Our implementation is based on Llama-Factory and verl. Therefore, you can refer to their repository to prepare the environment.

For initialization data, we use the preference data from Skywork, and we present the processed data with thinking trace annotation in data directory.

For thinking optimiazation, we use the preference data from Helpsteer2 and HH-RLHF. To achieve the strength annotation, we leverage the preference annotation from hh-rlhf-strength-cleaned. Please download them and present them in your data directory.

Judgment Thinking Initilization

Based on the LIMJ707 data, initialize the judge with thinking ability based on Supervised Fine-tuning.

DATASET="helpsteer2"
MODEL="Qwen2.5-7B-Instruct"
PROMPT=strength
DATA_DIR=/path/to/your/data
MODEL_DIR=/path/to/your/model
R1JUDGE_VER="judge-skywork707-${PROMPT}-671BR1"
R1CRITIC_VER="critic-skywork707-${PROMPT}-671BR1"
BASE_PATH=/data/cpfs_0/bumblebee/TuningFactoryModels/${MODEL}
MOS_REPO=${MODEL}-STaR

DATA=skywork707-${PROMPT}-671BR1-judgement.json
bash train_sft.sh ${MODEL_DIR}/${MOS_REPO}-${R1JUDGE_VER} $DATA_DIR/${DATASET}/$DATA ${MODEL_DIR}/${MODEL}

DATA=skywork707-${PROMPT}-671BR1-critique.json
bash train_sft.sh ${MODEL_DIR}/${MOS_REPO}-${R1CRITIC_VER} $DATA_DIR/${DATASET}/$DATA ${MODEL_DIR}/${MODEL}

Judgment Thinking Optimization

Based on preference data, optimize the thinking ability of the judge based on either offline RL or online RL.

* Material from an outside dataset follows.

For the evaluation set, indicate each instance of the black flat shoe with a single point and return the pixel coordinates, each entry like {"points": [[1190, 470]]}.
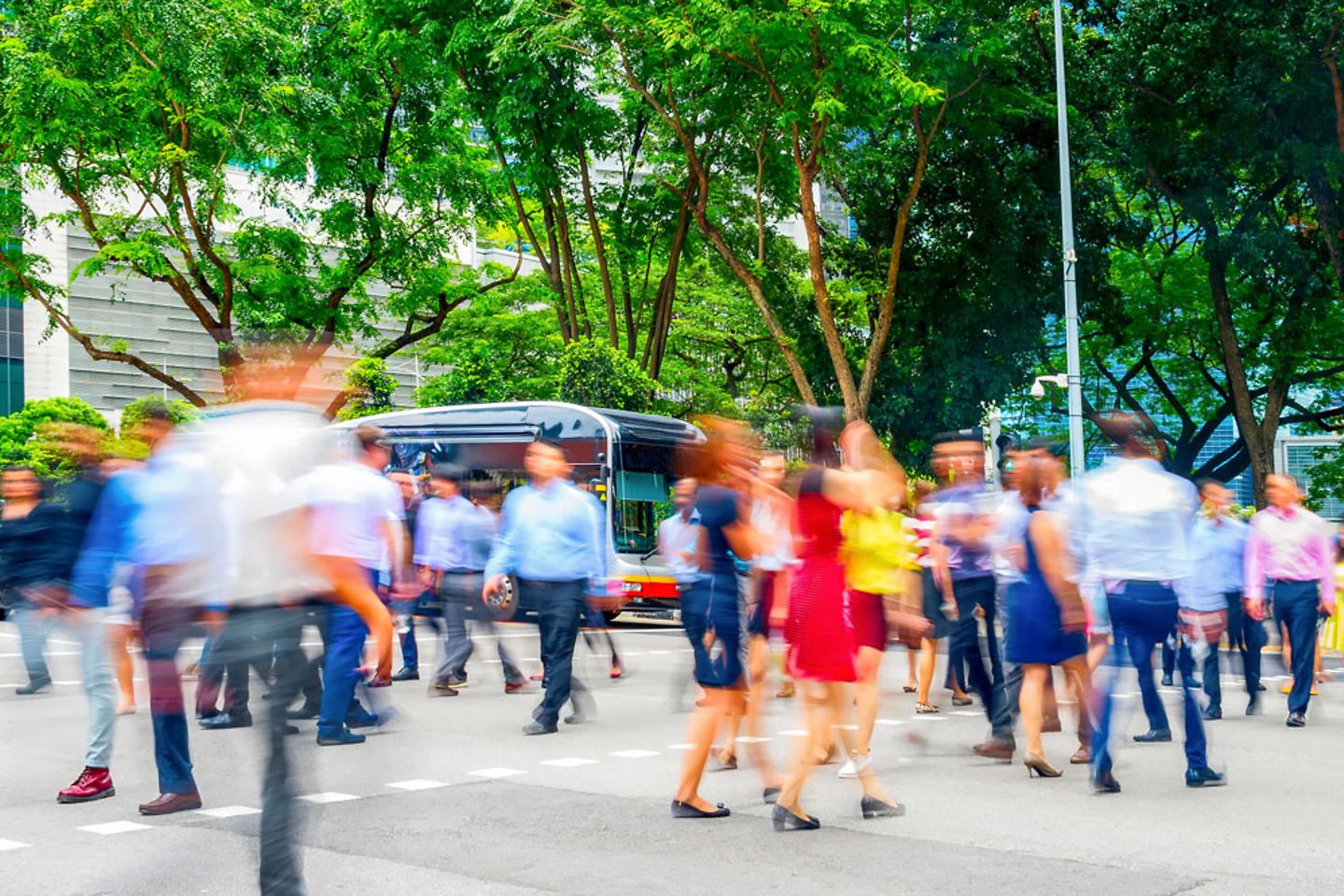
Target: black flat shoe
{"points": [[785, 819], [1105, 783], [687, 810], [1204, 777], [874, 807]]}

For offline RL, run the following scripts to firstly construct preference pairs and then perform training.

DATASET="helpsteer2"
MODEL="Qwen2.5-7B-Instruct"
PROMPT=strength
DATA_DIR=/path/to/your/data
MODEL_DIR=/path/to/your/model
R1JUDGE_VER="judge-skywork707-${PROMPT}-671BR1"
R1CRITIC_VER="critic-skywork707-${PROMPT}-671BR1"
MOS_REPO=${MODEL}-STaR

python3.10 star/infer_judge_create_prompt.py \
    --model-path ${MODEL_DIR}/${MOS_REPO}-${R1JUDGE_VER} \
    --input-file ${DATA_DIR}/${DATASET}/${DATASET}-infer.json \
    --output-file ${DATA_DIR}/${DATASET}/${DATASET}-${MODEL}-judgement-jud.json \
    --prompt-type ${PROMPT}_judge_prompt

python3.10 star/infer_critic_create_prompt.py \
    --model-path ${MODEL_DIR}/${MOS_REPO}-${R1CRITIC_VER} \
    --input-file ${DATA_DIR}/${DATASET}/${DATASET}-infer.json \
    --is-positive True \
    --output-file ${DATA_DIR}/${DATASET}/${DATASET}-${MODEL}-judgement-pos.json \
    --prompt-type ${PROMPT}_judge_prompt

python3.10 star/infer_critic_create_prompt.py \
    --model-path ${MODEL_DIR}/${MOS_REPO}-${R1CRITIC_VER} \
    --input-file ${DATA_DIR}/${DATASET}/${DATASET}-infer.json \
    --is-positive False \
    --output-file ${DATA_DIR}/${DATASET}/${DATASET}-${MODEL}-judgement-neg.json \
    --prompt-type ${PROMPT}_judge_prompt

python3.10 star/create_judgement_pairs.py \
    ${DATA_DIR}/${DATASET}/${DATASET}-${MODEL}-judgement-jud.json \
    ${DATA_DIR}/${DATASET}/${DATASET}-${MODEL}-judgement-pos.json \
    ${DATA_DIR}/${DATASET}/${DATASET}-${MODEL}-judgement-neg.json \
    ${DATA_DIR}/${DATASET}/${DATASET}-${MODEL}-judgement.json \
    ${DATA_DIR}/${DATASET}/${DATASET}-${MODEL}-judgement-sft.json

DATA=${DATASET}-${MODEL}-judgement.json
JUDGE_MODEL=${MOS_REPO}-${DATASET}-judge-dpo-${PROMPT}-671BR1
bash train_dpo.sh ${MODEL_DIR}/${JUDGE_MODEL} $DATA_DIR/${DATASET}/$DATA ${MODEL_DIR}/${MOS_REPO}-${R1JUDGE_VER}

For online RL, run the following scripts to perform GRPO training.

DATASET="helpsteer2"
MODEL="Qwen2.5-7B-Instruct"
PROMPT=strength
DATA_DIR=/path/to/your/data
MODEL_DIR=/path/to/your/model
R1JUDGE_VER="judge-skywork707-${PROMPT}-671BR1"
R1CRITIC_VER="critic-skywork707-${PROMPT}-671BR1"
MOS_REPO=${MODEL}-STaR

DATA=${DATASET}-${PROMPT}-ppo.parquet
DATA_TEST=${DATASET}-${PROMPT}-ppo-test.parquet
JUDGE_MODEL=${MOS_REPO}-${DATASET}-judge-grpo-${PROMPT}-671BR1
bash train_grpo.sh ${MODEL_DIR}/${JUDGE_MODEL} $DATA_DIR/${DATASET}/${DATA} $DATA_DIR/${DATASET}/${DATA_TEST} ${MODEL_DIR}/${MOS_REPO}-${R1JUDGE_VER} 8 reward_${PROMPT}

FINAL_STEP=$(cat ${MODEL_DIR}/${JUDGE_MODEL}/latest_checkpointed_iteration.txt)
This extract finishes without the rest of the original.